UK Standard Delivery is free on all orders (hallelujah) and clothing arrives in a nice brown paper package which makes it feel like even more of a treat! My parcel arrived just two days after placing the order which isn't bad at all.
I'd never worn anything by Peopletree before and so ordered my loot in a mix of 10s and 12s, depending on what was available. Some of the items were quite low stock and so have sadly sold out since I ordered (plus I was planning on writing this post 2 weeks ago when they first arrived but life and work seriously happened so it was bye bye blogging for a while!)
The first thing I tried on was the Bryony gingham top (sold out). Made from organic cotton, it's light and airy (perfect for eczema sufferers, hooray) and the fit is true to size. I also hadn't actually looked at it properly before popping it in the basket and was pleasantly surprised to find some simple button detailing on the back, adding a little more interest to a simple top. I'm planning on throwing it on with jeans most days and pairing it with a pencil skirt for conferences #PhDlife.
The next item was the Abby flared dress (again sold out, but this is the last one that is, I promise!) The material of this dress was surprisingly thick and structured (excellent for hiding my inevitable food baby) and the wide neckline made my waist look smaller than usual which is a bonus. This dress kind of makes me feel like I can go out and do anything which means it's a winner in my book.
Because it's nearly Christmas, I'm currently an absolute sucker for velvet and velour to get me in the party mood - the midnight black Lucie dress (£20 - bargain!) was evidently made for me! Ok, so this is a pretty figure hugging dress and there's going to be no subtle sneaking away of extra mince pies in this one but I love it so I don't care. It also kind of made me feel like a middle-aged art gallery owner but in a cool way... not entirely sure why!
The Tracy check top (£14.40, cheapy cheap cheap) is made from the same lightweight cotton as the gingham top. I wasn't too sure about it when I was browsing the site but decided to go for it because I seriously need more tops (I think there's a top-eating ghost in our flat). It's yet another thumbs up from me - it's super easy to wear with the block pattern giving a little more interest to my usual top and jeans attire.
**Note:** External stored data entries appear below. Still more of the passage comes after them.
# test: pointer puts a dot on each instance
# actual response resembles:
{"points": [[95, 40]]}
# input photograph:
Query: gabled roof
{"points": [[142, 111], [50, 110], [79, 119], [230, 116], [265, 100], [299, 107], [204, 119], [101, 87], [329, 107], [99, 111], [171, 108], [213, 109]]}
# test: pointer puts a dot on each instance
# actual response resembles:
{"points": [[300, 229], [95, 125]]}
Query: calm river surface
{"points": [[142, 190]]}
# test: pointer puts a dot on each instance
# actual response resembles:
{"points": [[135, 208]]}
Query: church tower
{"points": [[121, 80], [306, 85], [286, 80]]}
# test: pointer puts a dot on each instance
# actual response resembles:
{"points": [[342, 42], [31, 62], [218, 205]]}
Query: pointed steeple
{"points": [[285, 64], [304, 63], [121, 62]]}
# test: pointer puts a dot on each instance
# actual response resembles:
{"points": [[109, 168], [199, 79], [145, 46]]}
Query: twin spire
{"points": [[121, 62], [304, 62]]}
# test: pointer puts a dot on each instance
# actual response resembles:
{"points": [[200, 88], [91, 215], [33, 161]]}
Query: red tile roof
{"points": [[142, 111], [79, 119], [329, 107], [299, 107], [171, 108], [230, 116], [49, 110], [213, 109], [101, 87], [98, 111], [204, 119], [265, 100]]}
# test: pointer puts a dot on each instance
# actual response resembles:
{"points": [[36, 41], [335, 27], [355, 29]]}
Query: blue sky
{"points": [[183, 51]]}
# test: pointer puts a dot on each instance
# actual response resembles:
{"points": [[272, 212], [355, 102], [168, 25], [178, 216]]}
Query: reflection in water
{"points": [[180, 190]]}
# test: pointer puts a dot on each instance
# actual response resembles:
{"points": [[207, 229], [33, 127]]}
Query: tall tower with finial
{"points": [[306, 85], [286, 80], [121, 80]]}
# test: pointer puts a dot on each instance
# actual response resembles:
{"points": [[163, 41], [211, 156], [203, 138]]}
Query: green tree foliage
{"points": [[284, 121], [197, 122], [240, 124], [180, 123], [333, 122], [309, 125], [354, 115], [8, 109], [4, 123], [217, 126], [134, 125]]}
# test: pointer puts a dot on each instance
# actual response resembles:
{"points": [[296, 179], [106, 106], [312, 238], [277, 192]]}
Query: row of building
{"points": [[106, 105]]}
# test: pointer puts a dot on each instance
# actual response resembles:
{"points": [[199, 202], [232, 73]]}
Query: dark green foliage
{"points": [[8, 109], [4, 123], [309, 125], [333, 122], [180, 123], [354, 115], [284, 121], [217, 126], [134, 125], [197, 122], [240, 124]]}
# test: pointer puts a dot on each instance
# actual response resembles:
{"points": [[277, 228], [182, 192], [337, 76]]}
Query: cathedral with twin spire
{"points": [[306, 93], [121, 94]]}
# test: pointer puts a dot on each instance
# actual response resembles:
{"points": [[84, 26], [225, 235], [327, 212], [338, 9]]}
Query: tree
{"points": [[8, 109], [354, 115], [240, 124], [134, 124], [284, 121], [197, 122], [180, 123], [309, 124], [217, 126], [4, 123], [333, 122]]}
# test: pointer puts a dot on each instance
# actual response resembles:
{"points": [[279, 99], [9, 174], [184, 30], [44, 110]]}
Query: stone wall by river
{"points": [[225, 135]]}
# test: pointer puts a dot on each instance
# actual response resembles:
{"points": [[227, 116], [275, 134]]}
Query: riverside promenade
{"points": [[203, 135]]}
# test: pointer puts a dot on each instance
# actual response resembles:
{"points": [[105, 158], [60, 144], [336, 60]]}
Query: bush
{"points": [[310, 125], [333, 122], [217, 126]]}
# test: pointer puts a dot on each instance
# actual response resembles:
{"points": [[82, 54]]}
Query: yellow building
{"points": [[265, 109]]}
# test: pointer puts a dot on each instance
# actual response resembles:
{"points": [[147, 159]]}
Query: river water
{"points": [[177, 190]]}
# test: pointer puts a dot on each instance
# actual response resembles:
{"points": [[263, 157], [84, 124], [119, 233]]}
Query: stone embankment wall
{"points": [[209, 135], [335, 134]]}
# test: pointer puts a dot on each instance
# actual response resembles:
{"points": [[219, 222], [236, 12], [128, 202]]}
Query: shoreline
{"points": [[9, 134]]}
Finally, I went for the navy Aspen dress (£32) which I've had my eye on for a while. It's a real all-rounder and has already been taken out for a spin a few times - it works for the pub, for the office, for formal occasions etc. When I first tried it on I was worried it would ride up as I walked as it's a little snug on the waist and hips but it doesn't at all, even when I power walk (and I practiced in my lounge, many times, before going out in it!)
So overall, I am massively pleased with my Peopletree order and foresee many future raids of their amazing Sale and Archive Sale collections.
I feel at this point I should also disclose that I was NOT paid or asked to do this review at all - I just really want to encourage more people to buy ethical clothing. It can be expensive and there isn't always a huge selection of items but it's a growing market and if we increase our demand for fair treatment of the people who make the products we buy, then our spending has power.